Disparition forcée de Brahim Aouabdia, enlevé sur son lieu de travail

12.02.2016 ( Modifié le : 10.11.2016 )

L’affaire

TRIAL a saisi au mois d’octobre 2007 le Comité des droits de l’Homme des Nations Unies d’une communication individuelle pour le compte de Mériem Zarzi, épouse Aouabdia. Celle-ci agit au nom de son mari, enlevé le 30 mai 1994 à Constantine, et porté disparu depuis. Cette disparition s’est produite dans le contexte des disparitions massives survenues en Algérie entre 1992 et 1998.

Brahim Aouabdia a été arrêté sur son lieu de travail par la police de Constantine en présence de plusieurs témoins. Il a été conduit au Commissariat central de la ville en compagnie de plusieurs autres personnes arrêtées dans des circonstances similaires.

Suite à son arrestation, son épouse s’est rendue pendant plusieurs jours devant le Commissariat et au Palais de justice dans l’espoir de voir son mari. Elle s’est également régulièrement enquise de sa situation auprès du Parquet. Par la suite, elle a déposé une plainte pour enlèvement et séquestration, sans toutefois obtenir de réponse, et a continué à alerter toutes les instances officielles.

Ce n’est que trois ans plus tard qu’elle a appris des autorités de police que son mari avait été transféré au Centre territorial de recherche et d’investigation (CTRI) de la 5ème région militaire de Constantine le 13 juillet 1994. Sur place cependant, on lui a affirmé n’avoir jamais vu Brahim Aouabdia.

Mme Zarzi et ses enfants n’ont cessé de rechercher leur époux et père et de toute entreprendre pour connaître la vérité sur son sort.

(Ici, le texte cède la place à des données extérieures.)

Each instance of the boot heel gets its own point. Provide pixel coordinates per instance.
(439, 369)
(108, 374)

La disparition de Brahim Aouabdia leur a également causé de nombreuses tracasseries administratives, ce qui a fini par conduire Mme Zarazi à obtenir une déclaration de décès de son époux, dans le cadre de la Charte pour la paix et la réconciliation de 2006.

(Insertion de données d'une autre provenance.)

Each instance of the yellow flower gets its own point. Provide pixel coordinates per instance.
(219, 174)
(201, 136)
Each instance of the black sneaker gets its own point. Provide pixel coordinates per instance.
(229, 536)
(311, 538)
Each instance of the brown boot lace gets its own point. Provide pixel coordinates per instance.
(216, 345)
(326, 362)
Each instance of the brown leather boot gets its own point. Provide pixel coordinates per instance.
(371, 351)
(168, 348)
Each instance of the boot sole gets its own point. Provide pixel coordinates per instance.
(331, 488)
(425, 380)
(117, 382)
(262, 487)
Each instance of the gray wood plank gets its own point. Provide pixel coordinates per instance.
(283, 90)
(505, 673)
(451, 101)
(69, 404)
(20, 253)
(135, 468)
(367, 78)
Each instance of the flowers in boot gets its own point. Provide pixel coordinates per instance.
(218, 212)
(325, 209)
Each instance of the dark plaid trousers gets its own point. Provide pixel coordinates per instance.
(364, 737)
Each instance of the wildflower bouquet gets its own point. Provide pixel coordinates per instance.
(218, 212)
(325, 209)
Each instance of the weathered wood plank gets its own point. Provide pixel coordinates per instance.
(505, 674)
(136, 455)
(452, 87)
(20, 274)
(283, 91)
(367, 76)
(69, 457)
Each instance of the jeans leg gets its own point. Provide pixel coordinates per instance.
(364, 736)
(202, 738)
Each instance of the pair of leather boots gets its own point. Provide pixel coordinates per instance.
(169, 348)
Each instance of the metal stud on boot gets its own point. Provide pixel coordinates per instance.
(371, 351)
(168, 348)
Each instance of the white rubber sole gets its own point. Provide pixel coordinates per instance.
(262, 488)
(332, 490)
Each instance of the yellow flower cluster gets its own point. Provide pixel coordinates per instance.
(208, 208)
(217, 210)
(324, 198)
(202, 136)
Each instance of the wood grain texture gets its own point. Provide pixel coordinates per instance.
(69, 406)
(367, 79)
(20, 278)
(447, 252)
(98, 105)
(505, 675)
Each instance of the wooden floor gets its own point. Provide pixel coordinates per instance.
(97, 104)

Dans sa communication au Comité des droits de l’Homme, Mme Zarazi demande à ce que son mari soit reconnu victime de disparition forcée et que l’Algérie soit reconnue coupable de violation des articles 2 § 3, 6 § 1, 7, 9 § 1, 2, 3 et 4, et des articles 10 et 16 du Pacte international relatif aux droits civils et politiques – PIDCP –  (droit à un recours utile, droit à la vie, interdiction de la torture et des peines ou traitements cruels, inhumains ou dégradants, droit à la liberté et à la sécurité, traitement humain des personnes privées de liberté et droit à la personnalité juridique). Elle demande également que soit reconnue une violation des articles 2 § 3 et 7 du PIDCP envers elle-même et ses enfants, la disparition de son époux étant la cause d’une longue et douloureuse incertitude pour toute la famille.

 

Le contexte général

7’000 à 20’000 personnes, selon les différentes sources ont été arrêtées ou enlevées par les services de sécurité algériens, tous corps confondus ainsi que par les milices armées par le gouvernement entre 1992 et 1998 et sont portées disparues.

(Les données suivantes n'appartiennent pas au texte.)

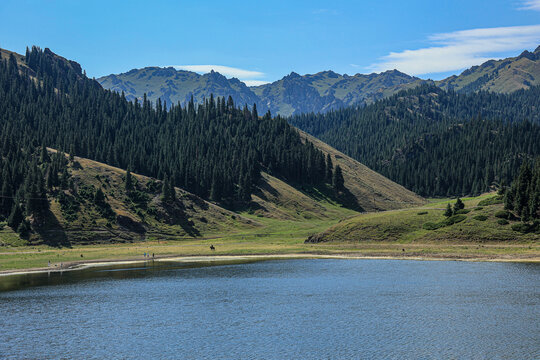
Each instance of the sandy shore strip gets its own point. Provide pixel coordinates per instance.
(80, 265)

A ce jour, aucune des familles des victimes de disparitions forcées n’a reçu d’information sur le sort de leurs proches, aucune enquête n’a jamais été ouverte à la suite des plaintes et démarches qu’elles ont effectuées, et, bien que les auteurs et les commanditaires de ces crimes soient connus, aucun d’eux n’a jamais été poursuivi ou inquiété.

 

La décision

Au mois de mai 2011, le Comité des droits de l’homme a communiqué sa décision (appelée « constatations » dans le jargon onusien).

Le Comité a retenu que l’Algérie avait violé les articles 6 § 1, 7, 9, 10 § 1 et 16 du Pacte international relatif aux droits civils et politiques, individuellement ou en lien avec l’article 2 § 3 du Pacte.

Le Comité constate également une violation de l’article 7 du Pacte, individuellement et conjointement avec l’article 2 § 3, à l’égard de l’épouse de la victime et de leurs six enfants.

Le Comité a notamment enjoint l’Algérie de «mener une enquête approfondie et rigoureuse sur la disparition de Brahim Aouabdia», de «fournir à sa famille des informations détaillées quant aux résultats de son enquête», de le libérer immédiatement s’il est toujours détenu au secret ou de restituer sa dépouille à sa famille en cas de décès. Le Comité insiste par ailleurs sur l’obligation qu’a l’Algérie de «poursuivre, juger et punir les responsables des violations commises». L’Algérie doit également indemniser de manière appropriée l’épouse de la victime et sa famille pour les violations subies.